Changes to how HVAC systems in buildings are designed for fire and smoke control - Revision to AS/NZS 1668.1

October 18, 2016

The Australian Standard AS 1668.1:2015 specifies how HVAC systems in buildings are designed for fire and smoke control. All new projects designed to NCC2016 must have their HVAC systems designed, installed and commissioned to the newly adopted standard.

The revision AS 1668.1:2015 provides improvements to clarify design intent along with key technical changes to:

Hot layer smoke control

A section relating to Hot Layer smoke control has been added. The content for this section has been taken from the superseded AS1668.3. It specifies the requirements for exhaust capacities, smoke reservoirs, plenums, smoke curtains, intakes, and make up air.

Carpark ventilation systems

The function of carpark ventilation systems now requires all fans not required to shut down be provided with an electrical supply from a clearly labelled dedicated main switch separate from those used to control the remainder of the electrical installation.

Jet Fans used for carpark ventilation are now required to shut down in fire mode or activation of the sprinkler system under the new standard.

Kitchen Exhaust Systems

In certain kitchen exhaust systems a requirement for Flame and/or spark arresters has been added to prevent the spread of flames through the ductwork system. Devices that prevent the spread of flames are required where ductwork within the building exceeds 10m and where exposed flame or embers are present as part of the cooking process, spark arresters are required where the appliance can produce sparks such as wood fired pizza ovens and similar appliances.

Along with AS 1668.1, the standards for Fire and Smoke dampers (AS 1682) and Fire Detection, warning, control and intercom systems (AS 1670.1) were also revised in 2015. This has created better alignment between these standards in relation to the deemed-to-satisfy requirements.

  • Detection and initiation of smoke controls systems have been transferred to AS 1670.1
  • The requirements for construction and installation of fire dampers, smoke dampers and air dampers have been updated and transferred to AS 1682

Smoke Dampers

Improved clarity has been added to the way smoke dampers are constructed and installed across the standards. The way A1668.1 specifies smoke dampers remains largely unchanged, the changes have been made in AS 1682 which now aligns with the intent of AS 1668 and the NCC. It’s now clear that smoke dampers can be installed within 600mm of a smoke wall which is an improvement on the definitions and requirements of the early standards.

The way openings in walls and floors are protected against fire has been re-written to include a clause 3.2.3 Insulation and clause 3.3 Method of Projection. The standard now requires wall mounted fire dampers to carry the same insulation rating as the wall unless they are connected to 2 meters of rigid duct. Intumescent fire dampers can overcome the insulation requirements for installations where 2 meters of rigid duct is not used.

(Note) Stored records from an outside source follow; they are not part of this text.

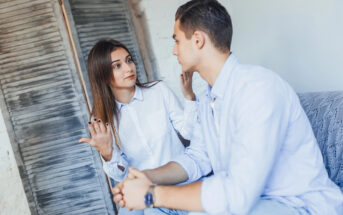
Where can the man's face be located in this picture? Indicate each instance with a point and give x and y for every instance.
(184, 49)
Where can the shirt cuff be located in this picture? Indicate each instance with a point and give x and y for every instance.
(189, 165)
(190, 106)
(214, 195)
(112, 170)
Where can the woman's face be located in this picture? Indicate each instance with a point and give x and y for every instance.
(123, 68)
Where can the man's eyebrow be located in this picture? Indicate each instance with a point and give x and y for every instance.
(114, 61)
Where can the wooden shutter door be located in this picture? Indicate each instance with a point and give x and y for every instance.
(46, 113)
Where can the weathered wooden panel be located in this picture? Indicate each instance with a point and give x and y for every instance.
(45, 112)
(92, 20)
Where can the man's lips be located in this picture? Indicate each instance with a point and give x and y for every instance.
(130, 77)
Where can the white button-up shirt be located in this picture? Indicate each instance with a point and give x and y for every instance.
(259, 143)
(147, 130)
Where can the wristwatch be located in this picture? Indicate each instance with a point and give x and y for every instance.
(149, 198)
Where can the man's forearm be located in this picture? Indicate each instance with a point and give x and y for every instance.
(168, 174)
(186, 197)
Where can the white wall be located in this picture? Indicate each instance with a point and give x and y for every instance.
(12, 197)
(300, 40)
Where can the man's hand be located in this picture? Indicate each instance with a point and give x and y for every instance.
(134, 189)
(186, 85)
(101, 138)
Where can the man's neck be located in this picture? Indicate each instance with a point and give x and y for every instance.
(211, 66)
(124, 95)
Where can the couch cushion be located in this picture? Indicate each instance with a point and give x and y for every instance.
(325, 112)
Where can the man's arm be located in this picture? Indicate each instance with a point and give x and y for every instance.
(186, 197)
(168, 174)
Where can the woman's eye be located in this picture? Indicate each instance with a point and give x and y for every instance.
(116, 66)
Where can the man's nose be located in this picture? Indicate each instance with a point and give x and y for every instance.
(174, 50)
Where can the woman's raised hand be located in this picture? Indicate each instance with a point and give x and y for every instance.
(186, 85)
(101, 138)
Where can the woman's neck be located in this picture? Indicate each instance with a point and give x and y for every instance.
(124, 95)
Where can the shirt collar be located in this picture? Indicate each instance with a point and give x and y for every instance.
(137, 96)
(218, 89)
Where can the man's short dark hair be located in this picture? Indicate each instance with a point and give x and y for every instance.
(208, 16)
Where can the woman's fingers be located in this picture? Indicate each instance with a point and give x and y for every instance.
(96, 126)
(102, 126)
(91, 129)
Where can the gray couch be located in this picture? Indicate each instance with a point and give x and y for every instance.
(325, 112)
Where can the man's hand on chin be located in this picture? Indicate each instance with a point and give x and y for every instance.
(134, 189)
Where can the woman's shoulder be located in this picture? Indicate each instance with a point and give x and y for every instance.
(156, 86)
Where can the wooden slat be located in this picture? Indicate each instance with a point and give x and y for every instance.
(45, 112)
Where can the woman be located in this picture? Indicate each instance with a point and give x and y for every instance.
(143, 118)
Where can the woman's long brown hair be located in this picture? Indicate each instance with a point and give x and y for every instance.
(100, 77)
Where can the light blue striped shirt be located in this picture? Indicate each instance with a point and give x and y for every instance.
(147, 130)
(255, 136)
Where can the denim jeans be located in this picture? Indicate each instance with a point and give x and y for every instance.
(270, 207)
(152, 211)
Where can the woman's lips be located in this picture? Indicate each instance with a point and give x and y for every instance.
(130, 77)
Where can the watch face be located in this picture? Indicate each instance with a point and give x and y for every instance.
(148, 199)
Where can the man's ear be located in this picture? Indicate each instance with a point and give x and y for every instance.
(199, 39)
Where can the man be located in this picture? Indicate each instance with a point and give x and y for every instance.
(253, 134)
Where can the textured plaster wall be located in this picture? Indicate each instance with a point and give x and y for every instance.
(12, 197)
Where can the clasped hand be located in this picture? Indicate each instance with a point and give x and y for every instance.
(130, 192)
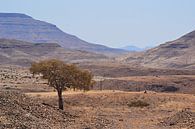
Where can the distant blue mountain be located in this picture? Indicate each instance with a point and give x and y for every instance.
(135, 48)
(25, 28)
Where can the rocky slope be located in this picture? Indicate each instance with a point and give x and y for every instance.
(175, 54)
(25, 28)
(24, 53)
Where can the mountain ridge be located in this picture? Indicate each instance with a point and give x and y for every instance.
(25, 28)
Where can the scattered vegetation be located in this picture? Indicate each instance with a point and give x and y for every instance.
(62, 76)
(138, 103)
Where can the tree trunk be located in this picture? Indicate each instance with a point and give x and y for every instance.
(60, 100)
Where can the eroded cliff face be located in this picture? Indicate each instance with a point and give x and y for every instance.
(25, 28)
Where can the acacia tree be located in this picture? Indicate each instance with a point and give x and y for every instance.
(62, 76)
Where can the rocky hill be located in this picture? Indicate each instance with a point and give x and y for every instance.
(25, 28)
(174, 54)
(23, 53)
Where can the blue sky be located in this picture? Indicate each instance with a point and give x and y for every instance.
(114, 23)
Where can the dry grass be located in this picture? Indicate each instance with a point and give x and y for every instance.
(113, 107)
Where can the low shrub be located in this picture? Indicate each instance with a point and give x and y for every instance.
(138, 103)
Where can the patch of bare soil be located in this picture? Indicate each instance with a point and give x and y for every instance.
(182, 119)
(121, 110)
(20, 112)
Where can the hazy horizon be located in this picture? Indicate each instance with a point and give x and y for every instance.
(113, 23)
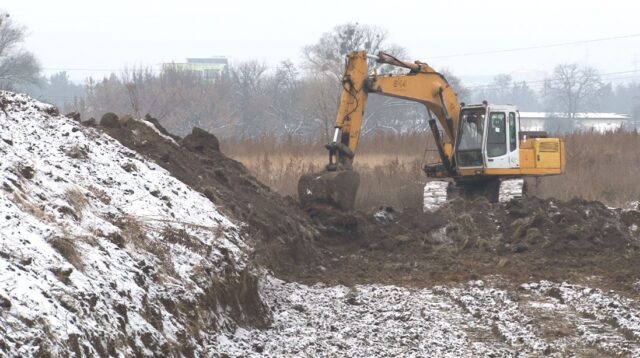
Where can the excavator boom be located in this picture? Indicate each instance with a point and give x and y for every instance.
(480, 146)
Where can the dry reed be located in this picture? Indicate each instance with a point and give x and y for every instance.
(603, 167)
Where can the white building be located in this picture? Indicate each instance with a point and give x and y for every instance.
(558, 122)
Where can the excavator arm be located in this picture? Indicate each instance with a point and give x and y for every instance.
(337, 186)
(422, 84)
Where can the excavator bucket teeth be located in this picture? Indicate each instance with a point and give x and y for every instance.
(335, 188)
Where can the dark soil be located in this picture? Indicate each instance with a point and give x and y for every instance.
(527, 240)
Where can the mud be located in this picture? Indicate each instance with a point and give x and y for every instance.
(337, 189)
(465, 240)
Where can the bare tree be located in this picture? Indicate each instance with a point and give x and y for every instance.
(17, 66)
(572, 89)
(329, 53)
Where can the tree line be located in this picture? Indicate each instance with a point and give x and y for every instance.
(249, 99)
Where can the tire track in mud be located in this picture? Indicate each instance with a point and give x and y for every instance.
(480, 318)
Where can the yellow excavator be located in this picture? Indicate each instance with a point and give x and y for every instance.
(481, 147)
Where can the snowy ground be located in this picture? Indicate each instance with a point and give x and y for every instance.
(476, 319)
(102, 251)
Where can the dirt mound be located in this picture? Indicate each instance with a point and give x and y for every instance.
(282, 233)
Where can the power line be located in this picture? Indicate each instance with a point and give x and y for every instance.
(493, 86)
(559, 44)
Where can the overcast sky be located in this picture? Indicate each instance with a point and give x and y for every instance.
(109, 35)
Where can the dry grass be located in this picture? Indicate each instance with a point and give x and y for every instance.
(603, 167)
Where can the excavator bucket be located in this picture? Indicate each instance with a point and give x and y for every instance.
(334, 188)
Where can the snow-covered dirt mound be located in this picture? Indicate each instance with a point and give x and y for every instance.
(477, 319)
(103, 252)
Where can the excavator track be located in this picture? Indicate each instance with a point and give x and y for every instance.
(438, 192)
(511, 189)
(435, 195)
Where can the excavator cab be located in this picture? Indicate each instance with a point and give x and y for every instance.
(488, 137)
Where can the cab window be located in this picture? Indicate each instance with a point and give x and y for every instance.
(497, 136)
(513, 136)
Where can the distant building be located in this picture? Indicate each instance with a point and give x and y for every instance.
(558, 122)
(210, 67)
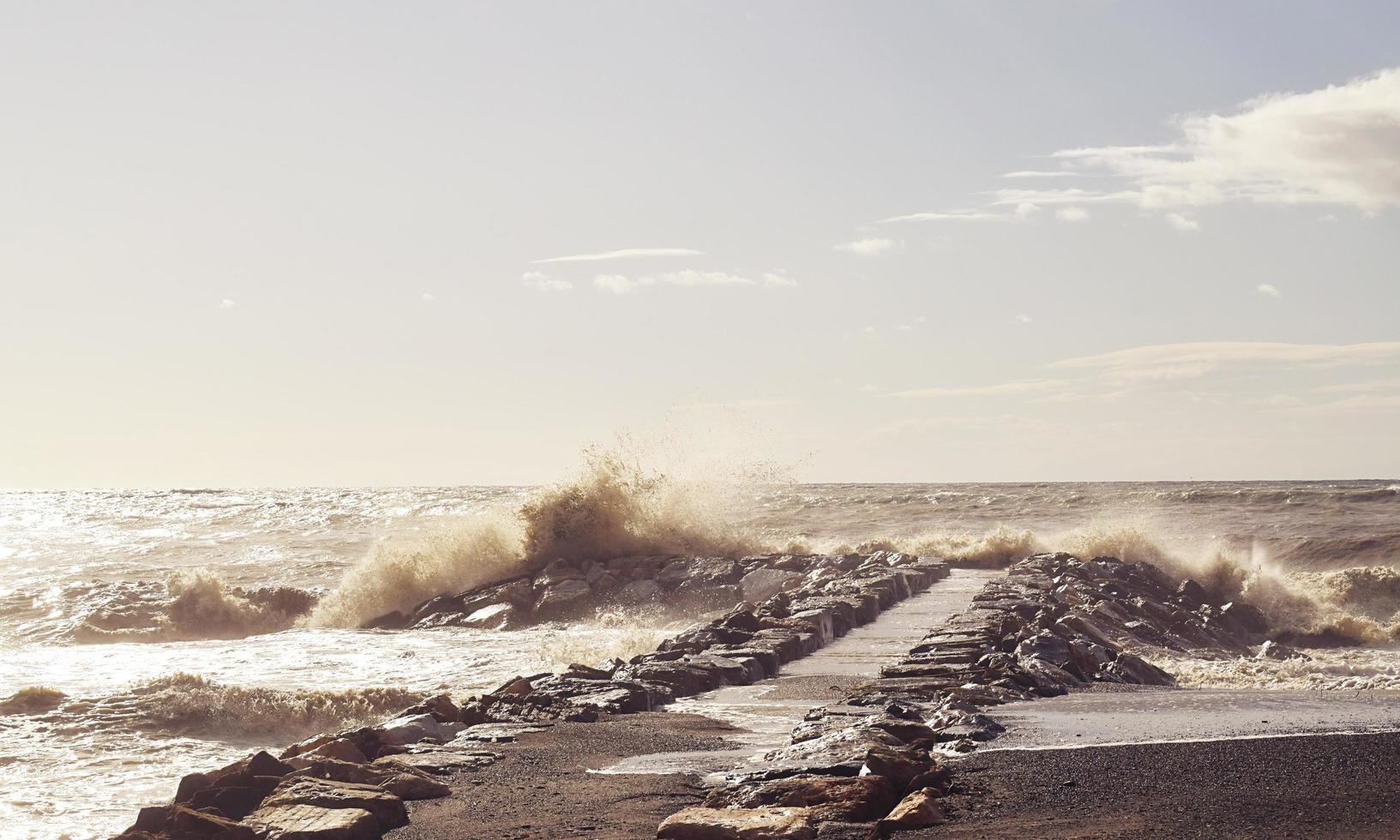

The role that HVAC systems play in fire and smoke control is a critical and often complex aspect of HVAC system design, operation, and maintenance.
The role that HVAC systems play in fire and smoke control is a critical and often complex aspect of HVAC system design, operation, and maintenance.

Baseline data

The requirements for design and commissioning data to be provided at handover, known as Baseline Data, is now detailed in AS 1668.1:2015. Mandatory requirements for Baseline Data have been included to match the maintenance requirements of AS 1851. It includes the design information, operating instruction, smoke control schematics, commissioning data, testing results and fire and smoke damper schedules. This information must be provided to building owners to maintain their HVAC systems with regard to fire and smoke control, and also to assist future designers making alterations to systems within the building.